Der Fünf-Sterne-Kuss

Ein Romantic-Kiss-Roman

dotbooks.

Kapitel 1

»Christine sieht voll gestresst aus, findest du nicht auch, Mama?«

»Ach Kind, lass doch deine Schwester«, wehrte Mutter Sommer ab. »Vielleicht ist sie ein bisschen blass.«

»Ein bisschen?«, schnaubte Heike. »Guck dir mal die Augenränder an. Schwarz wie … wie …«

»Wie Berlin in den Bombennächten«, schlug Großmutter Alma vor. »Wenn wir verdunkeln mussten.«

»Genau!«, stieß Heike triumphierend aus.

Christine hasste es, wenn über sie gesprochen wurde, als wäre sie überhaupt nicht vorhanden. Klar war sie müde, schließlich hatte sie ein paar anstrengende Schichten im Hotel hinter sich. Aber sie war nicht nach Hause gekommen, um sich die Gemeinheiten ihrer Schwester anzuhören. Sie trank ihren Kaffee aus und stand auf.

»Ich gehe spazieren.«

»Aber du hast meinen Butterkuchen noch gar nicht probiert«, sagte ihre Großmutter.

Christine lächelte gequält. Ein Stück Erdbeertorte war mehr als genug gewesen. Jedes Mal, wenn sie zu Besuch in Brandenburg war, musste sie anschließend eine Woche strenge Diät halten.

»Vielleicht nachher, Omi.«

Großmutter Alma hob tadelnd den Zeigefinger. »Du musst mehr essen, Kindchen. Du bist viel zu dünn.«

»Wie die Berliner nach dem Krieg!«, rief Heike aus und lachte selbst am lautesten über ihren Witz. Christine unterdrückte eine bissige Erwiderung.

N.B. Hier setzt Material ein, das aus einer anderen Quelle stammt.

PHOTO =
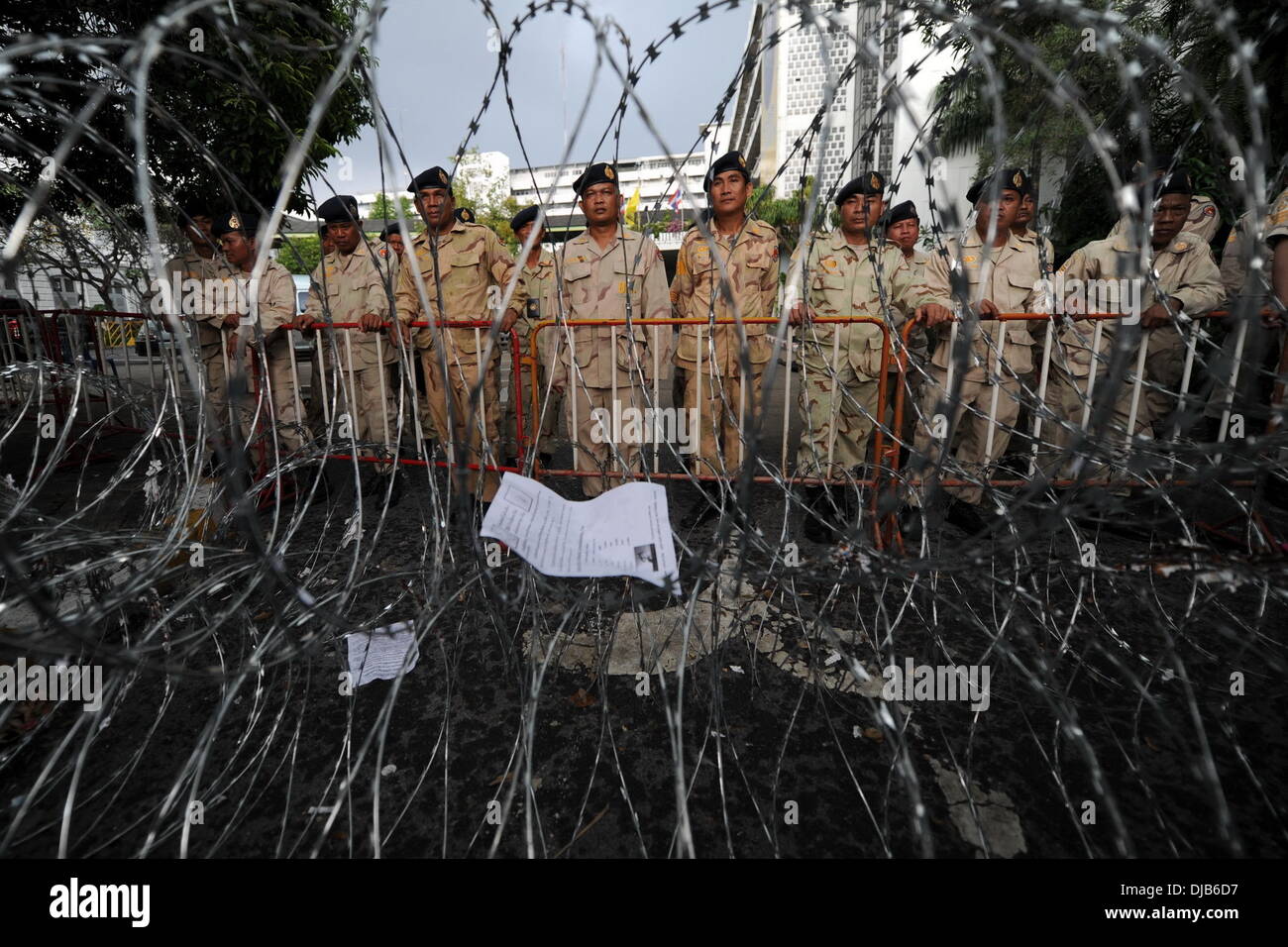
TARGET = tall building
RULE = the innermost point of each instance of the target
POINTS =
(798, 53)
(653, 176)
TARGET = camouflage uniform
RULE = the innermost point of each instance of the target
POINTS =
(1009, 277)
(472, 260)
(344, 289)
(603, 283)
(1245, 296)
(541, 286)
(275, 308)
(1203, 221)
(211, 341)
(838, 403)
(1188, 274)
(750, 261)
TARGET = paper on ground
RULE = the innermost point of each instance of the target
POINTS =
(378, 654)
(623, 531)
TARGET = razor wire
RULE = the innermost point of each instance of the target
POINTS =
(1131, 625)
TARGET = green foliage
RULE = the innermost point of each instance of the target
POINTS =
(224, 106)
(785, 214)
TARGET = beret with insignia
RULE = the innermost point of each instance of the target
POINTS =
(523, 218)
(339, 209)
(870, 183)
(729, 161)
(235, 221)
(902, 211)
(1009, 179)
(426, 180)
(592, 175)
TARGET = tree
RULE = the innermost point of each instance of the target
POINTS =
(487, 195)
(227, 95)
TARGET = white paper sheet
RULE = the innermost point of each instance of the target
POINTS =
(378, 654)
(623, 531)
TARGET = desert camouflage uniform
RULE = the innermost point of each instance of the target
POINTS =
(1185, 273)
(541, 286)
(472, 260)
(838, 405)
(713, 368)
(274, 305)
(1008, 275)
(1245, 296)
(601, 283)
(211, 341)
(1203, 221)
(344, 289)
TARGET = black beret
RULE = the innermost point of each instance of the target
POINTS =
(902, 211)
(523, 218)
(867, 183)
(425, 180)
(1010, 179)
(227, 223)
(729, 161)
(1176, 183)
(339, 209)
(593, 175)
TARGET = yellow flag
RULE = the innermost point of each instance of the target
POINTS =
(632, 209)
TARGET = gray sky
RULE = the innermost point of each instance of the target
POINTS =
(434, 68)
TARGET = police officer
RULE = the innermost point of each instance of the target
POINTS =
(270, 304)
(347, 287)
(608, 273)
(1253, 342)
(1189, 281)
(202, 272)
(539, 278)
(464, 272)
(733, 274)
(1000, 275)
(850, 273)
(1202, 219)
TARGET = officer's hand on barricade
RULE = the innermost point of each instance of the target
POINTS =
(932, 313)
(1157, 315)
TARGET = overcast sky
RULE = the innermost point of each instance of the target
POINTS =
(434, 68)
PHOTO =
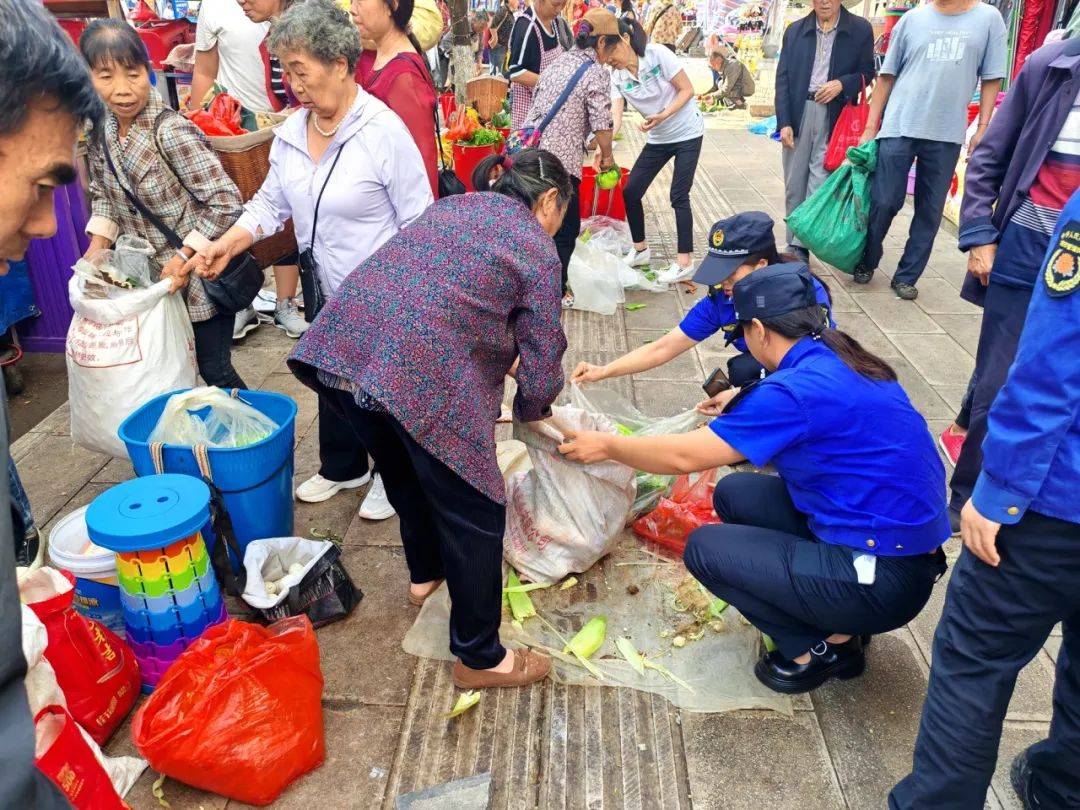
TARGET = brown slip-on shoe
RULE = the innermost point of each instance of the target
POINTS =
(529, 666)
(418, 601)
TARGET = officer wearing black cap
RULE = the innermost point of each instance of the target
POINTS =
(737, 247)
(846, 541)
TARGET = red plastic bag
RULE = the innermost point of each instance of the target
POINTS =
(95, 669)
(848, 132)
(63, 754)
(688, 508)
(240, 712)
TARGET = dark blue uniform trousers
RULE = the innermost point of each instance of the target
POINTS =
(995, 621)
(933, 175)
(799, 591)
(448, 529)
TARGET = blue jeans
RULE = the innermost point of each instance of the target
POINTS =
(933, 175)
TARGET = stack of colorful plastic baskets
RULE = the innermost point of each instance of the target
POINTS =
(167, 588)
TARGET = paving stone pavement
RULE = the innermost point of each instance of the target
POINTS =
(558, 746)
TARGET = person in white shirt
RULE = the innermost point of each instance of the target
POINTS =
(379, 187)
(652, 80)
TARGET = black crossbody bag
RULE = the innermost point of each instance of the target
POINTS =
(234, 289)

Ihr Vater sah von seiner Sonntagszeitung auf. »Lass dir von den Weibern hier bloß nichts einreden.«

Sie ging zu ihm und gab ihm einen Kuss auf die Stirn. »Danke, Papa. Kommst du mit?«

»Nein, lass mich nur hier sitzen. Deine Spaziergänge ähneln für meinen Geschmack viel zu sehr Gewaltmärschen.«

Christine seufzte. »Na gut. Dann bis später.«

»Das ist mal wieder typisch«, giftete ihre Schwester.

Christine spürte, wie sie die Geduld verlor. »Was denn?«

»Du kommst sowieso nur noch alle paar Monate nach Hause. Aber anstatt dich dann um deine Neffen zu kümmern, suchst du bloß wieder das Weite. Dabei ist Paulchen sogar dein Patenkind.« Sie hob ihren einjährigen Sohn hoch und hielt ihn Christine mit anklagender Miene entgegen.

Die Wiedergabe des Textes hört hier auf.